Toda a gente me bateu palmas na segunda-feira quando lá cheguei de manhã. Afinal, não tinha sido despedida. Mas isso não significava nada porque, nessa semana, uma das miúdas acabou por ser posta no olho da rua e os meus medos confirmaram-se: aqui não havia espaço para qualquer tipo de erro, qualquer falha, qualquer passo em falso. Estava exausta. Podia ter chegado ao fim a minha primeira revista mas, na verdade, o ciclo retomava. 


     – O que é suposto fazer agora? – perguntei, de manhã, a Carlota, vendo a animação e a descontração que pairava por toda a gente.

     – Agora começamos a planear novas ideias para o próximo mês – respondeu-me – mas não é preciso ires com pressa, normalmente ele fica uma semana ou mais sem aparecer.


Parecia que estava toda a gente de férias. As raparigas do design estavam a ver séries nos seus grandes ecrãs e a conversar entre elas. Eram três: A Mariana tinha cabelos californianos compridos e era meio surfista e morena. Usava sempre havaianas e saias curtas – porque tinha efectivamente pernas para isso – e, como vim a perceber, fazia parte do grupo da Paula do marketing, da Maria (recepcionista) e da Alice do segmento de decoração. Era incrível como havia tantos grupos num escritório com tão pouca gente. As outras raparigas do design – a Rute e a Marlene – pouco ou nada falavam com ela e, normalmente, saiam para almoçar com as da moda ou comiam ali e iam beber café com elas à rua. Não consegui criar empatia com a Marlene – falava demasiado alto, era bruta, indelicada e, durante as noitadas, tinha-a visto a ser rude com a Mariana. E foda-se, estávamos todos cansados. Estávamos todos ali há mil horas. Estávamos todos sem dormir. Porque é que ela, só por ser a diretora do departamento de design, achava que poderia falar de forma bruta com uma colega por, na teoria, ser inferior? Passavam-me estas coisas pela cabeça mas, enfim, também mal as conhecia.

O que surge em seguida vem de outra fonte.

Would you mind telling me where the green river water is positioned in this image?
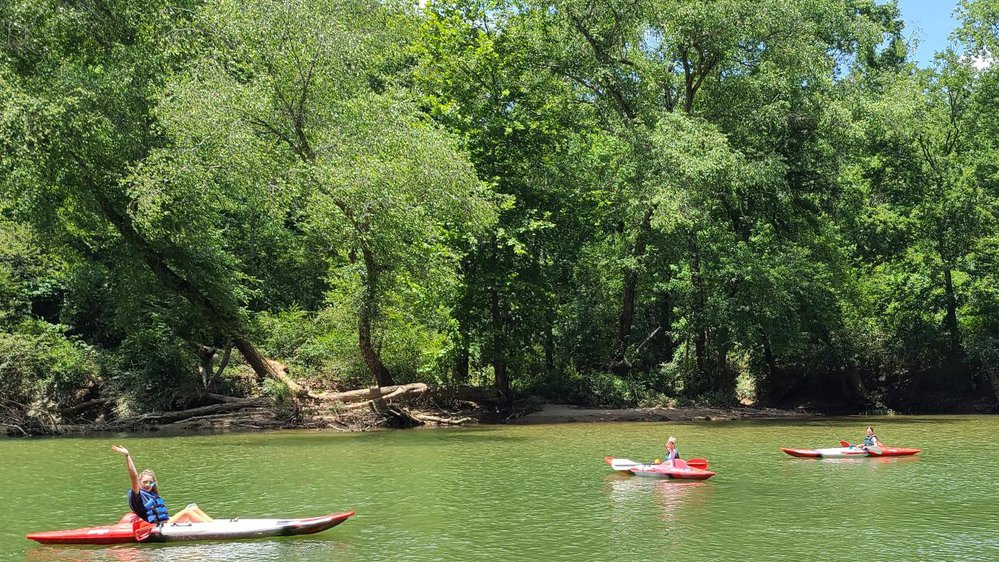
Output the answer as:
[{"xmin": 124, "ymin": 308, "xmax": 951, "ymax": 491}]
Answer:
[{"xmin": 0, "ymin": 416, "xmax": 999, "ymax": 562}]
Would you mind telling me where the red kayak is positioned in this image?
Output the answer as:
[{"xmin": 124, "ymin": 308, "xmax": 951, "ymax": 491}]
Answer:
[
  {"xmin": 780, "ymin": 447, "xmax": 919, "ymax": 459},
  {"xmin": 28, "ymin": 511, "xmax": 354, "ymax": 544}
]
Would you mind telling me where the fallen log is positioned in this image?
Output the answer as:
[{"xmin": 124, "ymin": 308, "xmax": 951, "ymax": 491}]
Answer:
[
  {"xmin": 315, "ymin": 382, "xmax": 430, "ymax": 404},
  {"xmin": 108, "ymin": 398, "xmax": 270, "ymax": 428}
]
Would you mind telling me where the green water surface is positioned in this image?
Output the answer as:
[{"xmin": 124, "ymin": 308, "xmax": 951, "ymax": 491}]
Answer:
[{"xmin": 0, "ymin": 416, "xmax": 999, "ymax": 562}]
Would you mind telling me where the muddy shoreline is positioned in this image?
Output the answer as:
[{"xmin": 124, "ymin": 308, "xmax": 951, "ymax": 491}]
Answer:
[{"xmin": 0, "ymin": 404, "xmax": 822, "ymax": 437}]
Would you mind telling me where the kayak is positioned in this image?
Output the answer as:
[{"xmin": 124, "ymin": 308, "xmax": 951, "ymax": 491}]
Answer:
[
  {"xmin": 780, "ymin": 447, "xmax": 919, "ymax": 459},
  {"xmin": 28, "ymin": 511, "xmax": 354, "ymax": 544},
  {"xmin": 604, "ymin": 457, "xmax": 717, "ymax": 480}
]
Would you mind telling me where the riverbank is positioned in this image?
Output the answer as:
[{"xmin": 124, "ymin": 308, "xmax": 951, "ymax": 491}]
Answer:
[
  {"xmin": 507, "ymin": 404, "xmax": 817, "ymax": 425},
  {"xmin": 0, "ymin": 404, "xmax": 821, "ymax": 437}
]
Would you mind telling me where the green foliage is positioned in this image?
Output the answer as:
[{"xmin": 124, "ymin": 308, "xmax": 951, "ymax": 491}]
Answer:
[{"xmin": 0, "ymin": 321, "xmax": 102, "ymax": 414}]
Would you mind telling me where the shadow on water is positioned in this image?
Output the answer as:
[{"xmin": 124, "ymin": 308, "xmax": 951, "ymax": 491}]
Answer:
[
  {"xmin": 728, "ymin": 415, "xmax": 969, "ymax": 426},
  {"xmin": 607, "ymin": 474, "xmax": 712, "ymax": 521}
]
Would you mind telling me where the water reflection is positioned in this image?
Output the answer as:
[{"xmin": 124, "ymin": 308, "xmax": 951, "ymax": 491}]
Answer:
[
  {"xmin": 608, "ymin": 474, "xmax": 712, "ymax": 521},
  {"xmin": 27, "ymin": 539, "xmax": 346, "ymax": 562}
]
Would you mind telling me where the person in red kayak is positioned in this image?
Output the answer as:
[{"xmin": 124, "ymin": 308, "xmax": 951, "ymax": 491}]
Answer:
[
  {"xmin": 863, "ymin": 426, "xmax": 884, "ymax": 449},
  {"xmin": 111, "ymin": 445, "xmax": 213, "ymax": 524},
  {"xmin": 663, "ymin": 435, "xmax": 680, "ymax": 466}
]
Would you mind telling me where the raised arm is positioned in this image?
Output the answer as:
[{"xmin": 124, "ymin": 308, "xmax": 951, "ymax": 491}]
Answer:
[{"xmin": 111, "ymin": 445, "xmax": 139, "ymax": 494}]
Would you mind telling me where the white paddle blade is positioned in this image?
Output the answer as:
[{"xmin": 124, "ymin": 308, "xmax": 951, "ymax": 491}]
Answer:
[{"xmin": 609, "ymin": 459, "xmax": 642, "ymax": 472}]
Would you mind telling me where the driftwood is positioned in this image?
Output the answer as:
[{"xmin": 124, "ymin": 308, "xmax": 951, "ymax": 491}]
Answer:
[
  {"xmin": 316, "ymin": 382, "xmax": 429, "ymax": 404},
  {"xmin": 108, "ymin": 398, "xmax": 270, "ymax": 428},
  {"xmin": 59, "ymin": 398, "xmax": 111, "ymax": 418}
]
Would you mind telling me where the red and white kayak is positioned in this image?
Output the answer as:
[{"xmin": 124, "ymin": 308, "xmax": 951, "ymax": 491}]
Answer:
[
  {"xmin": 604, "ymin": 457, "xmax": 717, "ymax": 480},
  {"xmin": 28, "ymin": 511, "xmax": 354, "ymax": 544},
  {"xmin": 780, "ymin": 447, "xmax": 919, "ymax": 459}
]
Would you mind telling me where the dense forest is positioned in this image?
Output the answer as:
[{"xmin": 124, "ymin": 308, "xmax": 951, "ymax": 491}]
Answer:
[{"xmin": 0, "ymin": 0, "xmax": 999, "ymax": 425}]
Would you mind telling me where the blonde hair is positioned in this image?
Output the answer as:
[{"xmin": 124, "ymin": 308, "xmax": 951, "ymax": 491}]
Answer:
[{"xmin": 139, "ymin": 468, "xmax": 160, "ymax": 495}]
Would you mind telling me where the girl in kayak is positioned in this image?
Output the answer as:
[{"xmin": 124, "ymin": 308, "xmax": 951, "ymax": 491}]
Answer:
[
  {"xmin": 111, "ymin": 445, "xmax": 212, "ymax": 524},
  {"xmin": 864, "ymin": 426, "xmax": 883, "ymax": 449},
  {"xmin": 663, "ymin": 435, "xmax": 680, "ymax": 466}
]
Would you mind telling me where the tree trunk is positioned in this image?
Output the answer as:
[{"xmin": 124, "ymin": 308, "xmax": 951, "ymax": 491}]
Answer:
[
  {"xmin": 611, "ymin": 207, "xmax": 653, "ymax": 375},
  {"xmin": 357, "ymin": 246, "xmax": 395, "ymax": 386},
  {"xmin": 989, "ymin": 369, "xmax": 999, "ymax": 410},
  {"xmin": 490, "ymin": 289, "xmax": 510, "ymax": 399},
  {"xmin": 944, "ymin": 267, "xmax": 961, "ymax": 359},
  {"xmin": 689, "ymin": 233, "xmax": 708, "ymax": 377}
]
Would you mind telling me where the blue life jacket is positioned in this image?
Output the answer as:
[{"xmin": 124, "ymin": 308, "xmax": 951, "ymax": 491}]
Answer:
[{"xmin": 139, "ymin": 490, "xmax": 170, "ymax": 523}]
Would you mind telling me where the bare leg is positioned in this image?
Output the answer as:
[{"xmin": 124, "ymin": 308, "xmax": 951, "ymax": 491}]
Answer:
[{"xmin": 167, "ymin": 503, "xmax": 214, "ymax": 525}]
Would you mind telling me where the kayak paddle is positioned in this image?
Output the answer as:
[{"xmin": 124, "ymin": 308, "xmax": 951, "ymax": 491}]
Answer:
[
  {"xmin": 132, "ymin": 521, "xmax": 156, "ymax": 542},
  {"xmin": 604, "ymin": 457, "xmax": 645, "ymax": 472},
  {"xmin": 687, "ymin": 459, "xmax": 708, "ymax": 470},
  {"xmin": 839, "ymin": 441, "xmax": 882, "ymax": 457}
]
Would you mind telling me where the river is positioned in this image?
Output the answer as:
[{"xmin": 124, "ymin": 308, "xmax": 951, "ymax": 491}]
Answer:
[{"xmin": 0, "ymin": 416, "xmax": 999, "ymax": 562}]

A Paula do marketing coordenava (na prática mas não na teoria) o departamento de marketing porque a Vera dentes de rato só chegava quando o Satanás chegava e só aparecia quando ele também aparecia.

     – Quando ela veio para cá, havia uma diretora de marketing que a entrevistou e disse que ela nem para atender telefones servia – disse-me um dia ao almoço.

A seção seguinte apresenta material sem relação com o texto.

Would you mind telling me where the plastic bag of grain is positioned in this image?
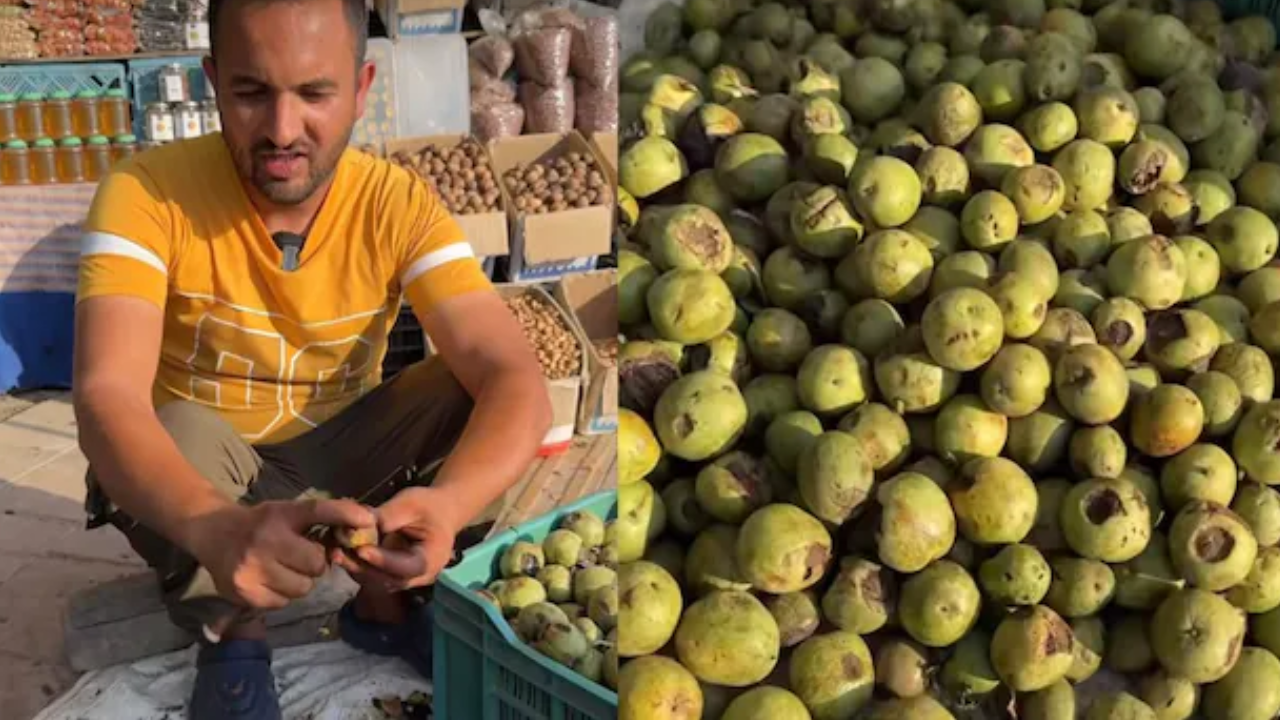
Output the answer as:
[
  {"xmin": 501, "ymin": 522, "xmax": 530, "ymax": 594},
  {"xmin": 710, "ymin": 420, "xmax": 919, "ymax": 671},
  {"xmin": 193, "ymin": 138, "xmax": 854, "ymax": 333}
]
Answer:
[
  {"xmin": 512, "ymin": 27, "xmax": 573, "ymax": 86},
  {"xmin": 471, "ymin": 102, "xmax": 525, "ymax": 142},
  {"xmin": 520, "ymin": 78, "xmax": 576, "ymax": 133},
  {"xmin": 570, "ymin": 15, "xmax": 621, "ymax": 85},
  {"xmin": 467, "ymin": 35, "xmax": 516, "ymax": 77},
  {"xmin": 573, "ymin": 78, "xmax": 618, "ymax": 133}
]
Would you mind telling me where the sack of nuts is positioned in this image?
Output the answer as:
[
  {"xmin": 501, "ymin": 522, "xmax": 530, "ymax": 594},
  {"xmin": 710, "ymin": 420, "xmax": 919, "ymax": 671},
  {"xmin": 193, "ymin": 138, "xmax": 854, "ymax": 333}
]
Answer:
[
  {"xmin": 573, "ymin": 78, "xmax": 618, "ymax": 133},
  {"xmin": 471, "ymin": 77, "xmax": 516, "ymax": 111},
  {"xmin": 570, "ymin": 15, "xmax": 622, "ymax": 86},
  {"xmin": 390, "ymin": 138, "xmax": 502, "ymax": 215},
  {"xmin": 503, "ymin": 151, "xmax": 613, "ymax": 215},
  {"xmin": 520, "ymin": 78, "xmax": 576, "ymax": 135},
  {"xmin": 471, "ymin": 102, "xmax": 525, "ymax": 143},
  {"xmin": 513, "ymin": 27, "xmax": 573, "ymax": 85},
  {"xmin": 467, "ymin": 35, "xmax": 516, "ymax": 77},
  {"xmin": 507, "ymin": 292, "xmax": 582, "ymax": 380}
]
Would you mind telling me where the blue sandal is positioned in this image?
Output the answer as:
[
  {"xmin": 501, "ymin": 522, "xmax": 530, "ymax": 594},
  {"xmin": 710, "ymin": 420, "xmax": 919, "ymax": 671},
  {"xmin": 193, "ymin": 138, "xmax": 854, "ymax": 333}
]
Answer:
[
  {"xmin": 338, "ymin": 591, "xmax": 431, "ymax": 680},
  {"xmin": 191, "ymin": 639, "xmax": 282, "ymax": 720}
]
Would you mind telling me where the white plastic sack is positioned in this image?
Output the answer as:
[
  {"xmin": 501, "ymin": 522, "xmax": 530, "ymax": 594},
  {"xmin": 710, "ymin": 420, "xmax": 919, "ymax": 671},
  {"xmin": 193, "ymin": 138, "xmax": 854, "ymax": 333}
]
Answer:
[{"xmin": 396, "ymin": 33, "xmax": 471, "ymax": 137}]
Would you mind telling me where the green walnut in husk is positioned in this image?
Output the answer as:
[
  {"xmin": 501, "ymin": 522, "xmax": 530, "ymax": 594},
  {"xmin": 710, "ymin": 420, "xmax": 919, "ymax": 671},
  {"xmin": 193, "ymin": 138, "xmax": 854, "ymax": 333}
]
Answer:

     – Já cá estavas? – perguntei, curiosa.

   – Não, ela despediu-se e, entretanto, vim eu mas as histórias aqui perpetuam-se. Contaram-me logo isto quando eu cheguei.

   – Então, vieste para o lugar da antiga diretora? – questionei.

Ela deu uma gargalhada alta.

   – Claro que não. A Vera assumiu imediatamente o lugar da diretora de marketing quando ela se despediu.

   – Mas se não servia nem para atender telefones… como é que passou a diretora de um departamento?

     – Fazer broches ao patrão tem os seus bónus – respondeu. 


Nesse dia, Paula contou-me que Vera lhe dava ordens por email basicamente 24 horas por dia como se ela fosse o seu saco de pancada. Dizia-lhe para fazer coisas absurdas que, depois de ela as colocar em prática, o Satanás entrava em histeria e, quando Paula lhe dizia que tinha recebido essa ordem, Vera desmentia tudo. Parecia uma brincadeira idiota de crianças. Um jogo do gato e do rato. A Márcia dizia que a Vera dentes de rato tinha basicamente medo que qualquer outra rapariga roubasse a atenção do Satanás – meu Deus… como se alguém a quisesse. Paula começou, então, a responder a todos os emails de Vera com o Satanás em CC para que não houvesse qualquer dúvida. Vera respondia-lhe constantemente a relembrar que ela era a diretora de marketing e o diretor geral não precisava de ter a caixa de correio cheia com os seus emails insignificantes. Mas Paula continuava a fazê-lo. 


     – Porque é que deixas que a Marlene te fale daquela forma? – perguntei um dia a Mariana, depois de, mais uma vez, a ouvir falar de forma ofensiva com ela.

     – Epá porque me estou a cagar para ela – disse-me – e porque ela tem a mania que manda e eu quero vir trabalhar, receber o meu dinheiro e que ninguém me chateie. Ela fala e eu ignoro-a – disse-me, sorrindo.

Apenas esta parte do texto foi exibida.